If you are allergic to seafood, you might also be allergic to insects. But that is why there are insect allergen warnings on labels, the same way there are warnings about nuts or other allergens. “There are about seven products which have now been allowed by the European Food Safety Authority and also by the European Union,” van Huis notes. “If the European Food Safety Authority indicates that it’s safe to eat, then it’s absolutely safe to eat, because that’s really a two-year process of trials and getting evidence that it is safe.”
In fact, it’s safer to eat insects that have been mass-produced—as opposed to simply harvested from nature—because all the conditions are well controlled, van Huis notes. Something to keep in mind, though, is that insect production is susceptible to economically motivated adulteration, or food fraud, Rock adds.
Insects and questions of animal welfare
The other side of regulations relates to animal welfare—the concern about making the same kinds of mistakes with insects that industry has made with other animals, and making sure they are grown and killed humanely.
Tilo Hühn of the Zurich University of Applied Sciences, who moderated the panel discussion, began doing research on insect extraction in 2014. He described the process of extracting proteins from mealworms and trying to achieve higher yields of bioactive proteins. He started to think at that time about the implications of mass-producing insects in this way. “People claim that insects cannot feel pain, but I don’t know. It differs perhaps from insect to insect,” he says. “But to make that point, if we want to change something in mass production for animals, we have to respect the point when it comes to insects.”
As van Huis points out, there is a great deal of variance in the insect world. “Bees, for example, have about 1 million neurons, while that mealworm larvae is about 30,000 neurons, so that is quite a difference,” he says. “If you go to the higher animals like cockroaches or bees, well, they very likely can experience emotions.”

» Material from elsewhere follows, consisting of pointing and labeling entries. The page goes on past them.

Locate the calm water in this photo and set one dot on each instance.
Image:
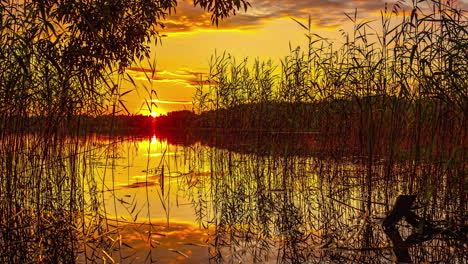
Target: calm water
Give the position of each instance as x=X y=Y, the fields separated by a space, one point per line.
x=193 y=203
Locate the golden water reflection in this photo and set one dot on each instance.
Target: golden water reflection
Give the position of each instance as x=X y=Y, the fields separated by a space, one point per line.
x=199 y=204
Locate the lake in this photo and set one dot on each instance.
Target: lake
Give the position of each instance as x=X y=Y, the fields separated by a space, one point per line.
x=260 y=199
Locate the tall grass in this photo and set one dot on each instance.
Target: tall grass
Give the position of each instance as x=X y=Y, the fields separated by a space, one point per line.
x=395 y=87
x=394 y=92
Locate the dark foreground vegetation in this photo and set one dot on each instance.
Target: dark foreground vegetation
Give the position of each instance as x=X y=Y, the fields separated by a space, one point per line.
x=60 y=61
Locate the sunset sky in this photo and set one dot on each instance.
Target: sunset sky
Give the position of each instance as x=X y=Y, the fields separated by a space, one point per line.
x=265 y=31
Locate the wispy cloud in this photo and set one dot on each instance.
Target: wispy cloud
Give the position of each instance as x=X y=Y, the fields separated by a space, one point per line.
x=324 y=13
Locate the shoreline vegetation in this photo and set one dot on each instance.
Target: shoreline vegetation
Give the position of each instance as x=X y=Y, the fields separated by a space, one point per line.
x=388 y=91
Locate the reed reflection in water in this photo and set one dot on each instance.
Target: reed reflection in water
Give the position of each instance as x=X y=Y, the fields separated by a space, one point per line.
x=143 y=200
x=280 y=207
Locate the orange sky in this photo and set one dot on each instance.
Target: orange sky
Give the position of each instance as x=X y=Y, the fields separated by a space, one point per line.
x=265 y=31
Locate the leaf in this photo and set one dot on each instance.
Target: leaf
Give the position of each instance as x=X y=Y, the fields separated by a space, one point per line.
x=179 y=252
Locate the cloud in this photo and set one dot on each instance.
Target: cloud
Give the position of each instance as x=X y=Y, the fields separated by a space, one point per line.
x=324 y=13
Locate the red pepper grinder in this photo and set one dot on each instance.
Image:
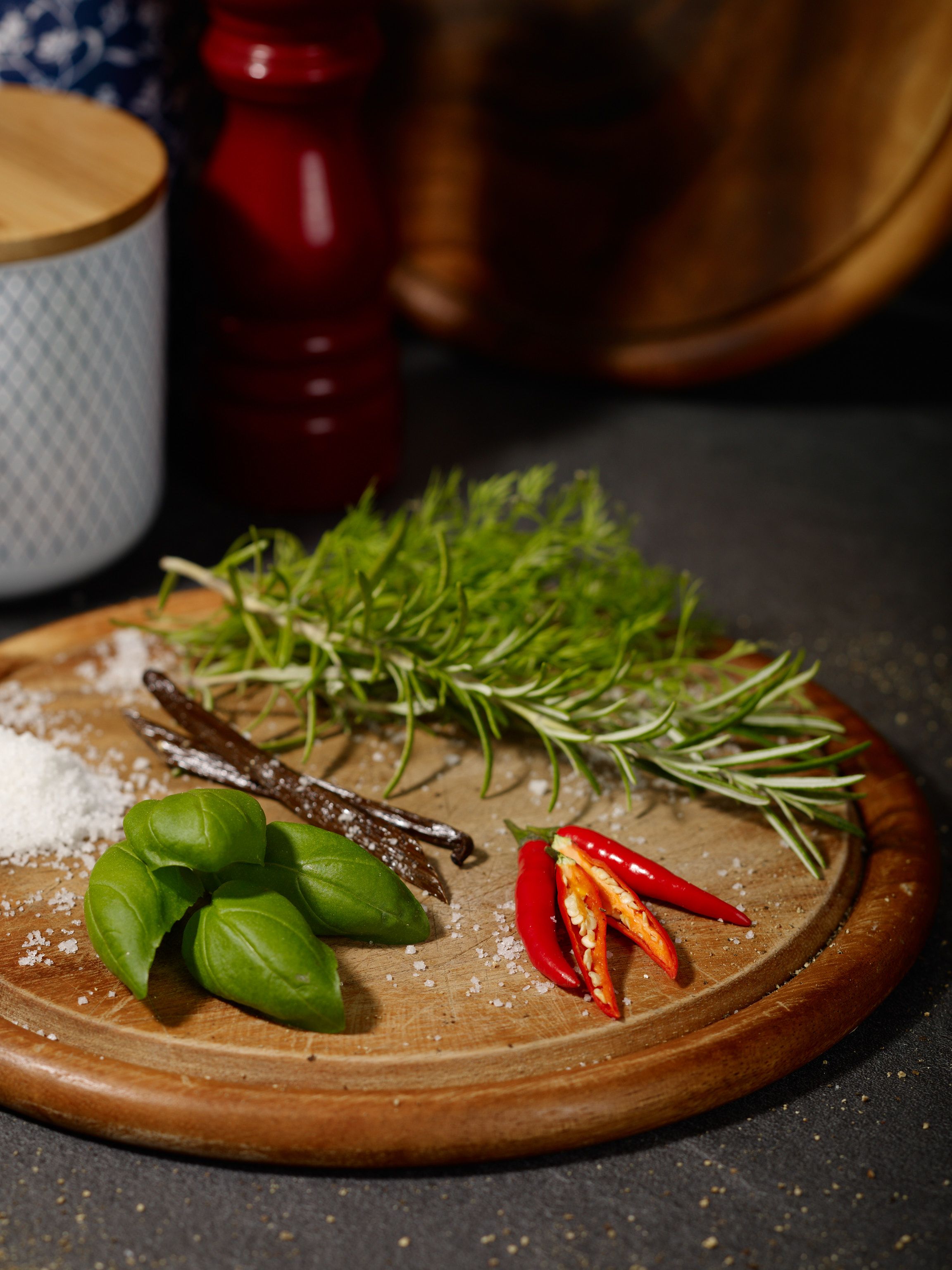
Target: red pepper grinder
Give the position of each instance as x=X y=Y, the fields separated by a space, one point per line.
x=301 y=379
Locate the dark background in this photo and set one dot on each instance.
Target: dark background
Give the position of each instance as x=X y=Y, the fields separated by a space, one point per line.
x=813 y=499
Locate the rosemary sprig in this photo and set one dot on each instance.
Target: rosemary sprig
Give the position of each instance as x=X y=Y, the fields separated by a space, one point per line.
x=516 y=607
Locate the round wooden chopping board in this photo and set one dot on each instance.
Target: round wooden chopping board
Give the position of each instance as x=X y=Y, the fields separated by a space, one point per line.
x=456 y=1050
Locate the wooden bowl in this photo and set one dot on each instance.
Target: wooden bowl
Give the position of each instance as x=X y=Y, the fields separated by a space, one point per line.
x=663 y=191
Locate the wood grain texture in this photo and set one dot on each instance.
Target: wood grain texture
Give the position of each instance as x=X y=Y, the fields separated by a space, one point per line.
x=663 y=192
x=71 y=172
x=429 y=1070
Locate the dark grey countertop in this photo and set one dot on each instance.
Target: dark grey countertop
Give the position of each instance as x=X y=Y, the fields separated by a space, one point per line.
x=814 y=501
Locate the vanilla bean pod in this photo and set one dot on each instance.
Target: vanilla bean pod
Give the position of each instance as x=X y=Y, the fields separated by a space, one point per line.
x=184 y=754
x=317 y=806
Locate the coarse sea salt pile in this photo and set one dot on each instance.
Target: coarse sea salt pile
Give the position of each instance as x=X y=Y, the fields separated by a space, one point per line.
x=54 y=804
x=122 y=661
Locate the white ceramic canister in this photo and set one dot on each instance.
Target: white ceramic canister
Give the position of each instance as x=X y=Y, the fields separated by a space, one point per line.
x=82 y=336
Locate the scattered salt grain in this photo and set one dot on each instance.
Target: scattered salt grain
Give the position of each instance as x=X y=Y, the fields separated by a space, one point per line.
x=54 y=803
x=121 y=662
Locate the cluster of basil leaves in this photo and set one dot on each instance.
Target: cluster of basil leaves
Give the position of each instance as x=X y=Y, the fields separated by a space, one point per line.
x=274 y=891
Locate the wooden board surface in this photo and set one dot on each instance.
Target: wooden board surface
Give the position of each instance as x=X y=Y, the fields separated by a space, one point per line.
x=663 y=192
x=73 y=172
x=459 y=1050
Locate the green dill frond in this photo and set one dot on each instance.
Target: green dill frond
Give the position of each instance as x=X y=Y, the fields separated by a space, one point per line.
x=513 y=607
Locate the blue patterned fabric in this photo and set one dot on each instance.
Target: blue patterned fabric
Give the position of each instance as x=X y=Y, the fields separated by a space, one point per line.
x=109 y=50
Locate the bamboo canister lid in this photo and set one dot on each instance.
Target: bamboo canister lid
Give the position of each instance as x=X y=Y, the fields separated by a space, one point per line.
x=71 y=172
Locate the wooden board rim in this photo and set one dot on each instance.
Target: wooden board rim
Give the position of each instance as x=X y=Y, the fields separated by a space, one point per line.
x=702 y=1070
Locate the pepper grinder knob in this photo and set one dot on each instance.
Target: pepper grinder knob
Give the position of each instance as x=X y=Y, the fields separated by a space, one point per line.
x=301 y=377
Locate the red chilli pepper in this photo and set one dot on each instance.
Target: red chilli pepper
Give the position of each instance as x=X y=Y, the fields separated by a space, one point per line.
x=622 y=909
x=581 y=902
x=650 y=879
x=536 y=914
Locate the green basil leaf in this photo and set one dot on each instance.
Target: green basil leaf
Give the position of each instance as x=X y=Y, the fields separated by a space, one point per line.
x=129 y=909
x=252 y=945
x=340 y=888
x=204 y=830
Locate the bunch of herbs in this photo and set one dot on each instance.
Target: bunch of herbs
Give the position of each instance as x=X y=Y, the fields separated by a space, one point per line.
x=513 y=607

The irony of the ethics is not lost on van Huis, however, who spent much of his career as a tropical entomologist before turning more focus to the notion of insect consumption. There are ethical concerns about whether we should be killing so many insects to produce the amount of protein needed, he explains. “But what people often forget is that, if you are a vegetarian, and you eat only a plant-based diet, then very likely billions of insects had to be killed to make this possible,” he says. “When I’d been working in crop protection my whole life, nobody ever asked me a question about insect welfare. Nobody. As soon as I started to work on edible insects, each audience asked me questions about insect welfare.”
But the industry is well aware of these issues, and they take precautions to act humanely. “That means that we consider insects also as sentient animals, animals with feelings,” van Huis says. “So they have procedures, like if you kill them, kill them very quickly—by grinding or using CO2, or lowering the temperature, for they’re cold-blooded animals.”
Insect use in animal feed does not face the same kind of regulatory or consumer perception hurdles that it does in human foods. It has long been allowed, for example, to feed insects to pets because we don’t eat pets, so it doesn’t pose any kind of risk for humans, van Huis notes. “More than 50% of all insect products are going into pets—into cats and dogs. So it’s a huge market,” he says. “If you talk about chickens and pigs, that has only been allowed since 2021.”